Malheureusement, l’album retombe dans des schémas familiers après un début fort. ‘Symmetry’ et ‘Camera’ semblent être des exercices dans le playbook Sheeran sans offrir de vraies surprises. Les showcases loop-pedal qui rendent ses concerts live si mémorables ressortent moins bien sur album. ‘Heaven’ clôt l’album avec la grandeur typique de Sheeran – orchestrale, émotionnelle et conçue pour les sing-alongs de stade. C’est du travail d’artisan du plus haut niveau, mais il manque l’authenticité qui caractérise ses meilleures œuvres.
Ce qui sauve ‘Play’ de la médiocrité, c’est la capacité irrésistible de Sheeran à écrire des mélodies qui se nichent directement dans votre mémoire.

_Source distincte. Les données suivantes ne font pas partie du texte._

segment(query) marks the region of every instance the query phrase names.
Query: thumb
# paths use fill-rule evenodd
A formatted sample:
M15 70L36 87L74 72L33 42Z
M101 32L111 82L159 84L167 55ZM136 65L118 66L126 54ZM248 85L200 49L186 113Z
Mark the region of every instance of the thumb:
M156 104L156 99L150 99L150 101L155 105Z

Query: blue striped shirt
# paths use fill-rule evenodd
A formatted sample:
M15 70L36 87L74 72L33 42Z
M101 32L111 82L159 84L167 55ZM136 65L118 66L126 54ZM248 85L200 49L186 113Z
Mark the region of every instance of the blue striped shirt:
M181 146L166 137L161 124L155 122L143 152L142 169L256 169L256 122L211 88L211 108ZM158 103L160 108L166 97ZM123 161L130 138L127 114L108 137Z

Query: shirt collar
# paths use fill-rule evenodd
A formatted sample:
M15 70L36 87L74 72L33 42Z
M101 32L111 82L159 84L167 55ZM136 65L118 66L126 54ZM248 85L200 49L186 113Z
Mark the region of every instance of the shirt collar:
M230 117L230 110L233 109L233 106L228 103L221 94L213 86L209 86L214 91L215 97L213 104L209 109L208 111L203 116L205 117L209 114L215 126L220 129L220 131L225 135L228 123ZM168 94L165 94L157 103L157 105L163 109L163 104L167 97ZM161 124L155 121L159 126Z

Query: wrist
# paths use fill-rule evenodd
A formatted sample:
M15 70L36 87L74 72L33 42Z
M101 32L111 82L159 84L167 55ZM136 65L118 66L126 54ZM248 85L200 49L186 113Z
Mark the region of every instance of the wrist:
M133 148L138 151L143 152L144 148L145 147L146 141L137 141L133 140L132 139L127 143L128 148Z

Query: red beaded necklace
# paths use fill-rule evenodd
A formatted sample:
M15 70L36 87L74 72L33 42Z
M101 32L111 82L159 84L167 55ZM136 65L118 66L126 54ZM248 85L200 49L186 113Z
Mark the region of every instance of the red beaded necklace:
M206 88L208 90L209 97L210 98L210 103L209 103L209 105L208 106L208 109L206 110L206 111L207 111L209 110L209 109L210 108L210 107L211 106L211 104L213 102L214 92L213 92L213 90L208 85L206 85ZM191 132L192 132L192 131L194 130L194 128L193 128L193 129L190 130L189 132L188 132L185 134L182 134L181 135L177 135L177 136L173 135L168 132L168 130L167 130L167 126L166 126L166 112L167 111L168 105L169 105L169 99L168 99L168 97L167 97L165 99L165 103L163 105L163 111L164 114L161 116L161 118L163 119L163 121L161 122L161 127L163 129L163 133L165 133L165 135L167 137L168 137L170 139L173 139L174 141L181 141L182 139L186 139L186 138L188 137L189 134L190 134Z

(Norman van den Wildenberg) (6/10) – (Gingerbread Man Records/Atlantic, 2025) Comparable à : Justin Timberlake, John Mayer, Coldplay Pour les fans de : Pop mainstream, auteur-compositeur, fusion internationale
Marion Wolf – Am Ondan End
Le violon n’est pas un instrument habituel dans le jazz, bien qu’il ait une histoire dans le genre. Stéphane Grappelli était par exemple un pionnier du swing qui fut popularisé entre 1920 et 1940 par, entre autres, Django Reinhardt ; Grappelli jouait dans le Quintet du Hot Club de France qui accompagnait Reinhardt. Plus tard, dans le bebop et la fusion, des violonistes apparurent également avec une certaine régularité, notamment Regina Carter et Didier Lockwood. À cette liste, nous pouvons maintenant ajouter l’Autrichienne Marion Wolf qui livre avec ‘Am Ondan End’ ses débuts avec huit compositions originales. Elle n’y joue pas seulement du violon, mais chante aussi. Il faut s’habituer à un violon comme instrument solo dans le jazz moderne, surtout parce que l’accompagnement ne consiste qu’en le pianiste Fabian Mang, le batteur Christoph Suttner et le bassiste Luka Dobnikar. Pourtant, nous sommes agréablement surpris : grâce à des arrangements calculés, les compositions élégantes acquièrent de la profondeur grâce au jeu de violon lyrique de Wolf et tout sonne particulièrement riche. On entend que Wolf a une formation classique, bien qu’elle ait complètement arrêté de jouer des pièces classiques après son dernier examen. Non seulement son jeu de violon est lyrique, il en va de même pour ses textes qui sont inspirés par, entre autres, Reiner Maria Rilke. Un bon exemple est ‘Da Rilke Bua (For the Poet)’ : dans un chant presque sensuel, elle chante un paysage comme Rilke le faisait dans sa poésie précoce… du moins, c’est ce que nous pensons comprendre, car Wolf chante dans le dialecte de la province autrichienne de Carinthie. C’est l’un des morceaux les plus lents de l’album par ailleurs très varié qui s’ouvre par exemple en up-tempo avec ‘Wolfsberg (Returning)’, le lieu où Wolf est née. Sur ‘Am Ondan End’, on entend une multitude d’influences dans la musique de Wolf, incluant la musique du monde, comme dans le morceau-titre de clôture après lequel nous pouvons affirmer sereinement que cette Autrichienne a établi un nouveau standard personnel pour le violon-jazz.
(Jeroen Mulder)(7/10)(Sonus) Pour les fans de Stéphane Grappelli, Regina Carter, Didier Lockwood, Django Reinhardt, Anouar Brahem, Tord Gustavsen, Vassilis Tsabropoulos. Comparable aux projets jazz d’Hilary Hahn, Carla Bley, Iva Bittová, Emilie Simon, Madeleine Peyroux, Gretchen Parlato, Nils Petter Molvær.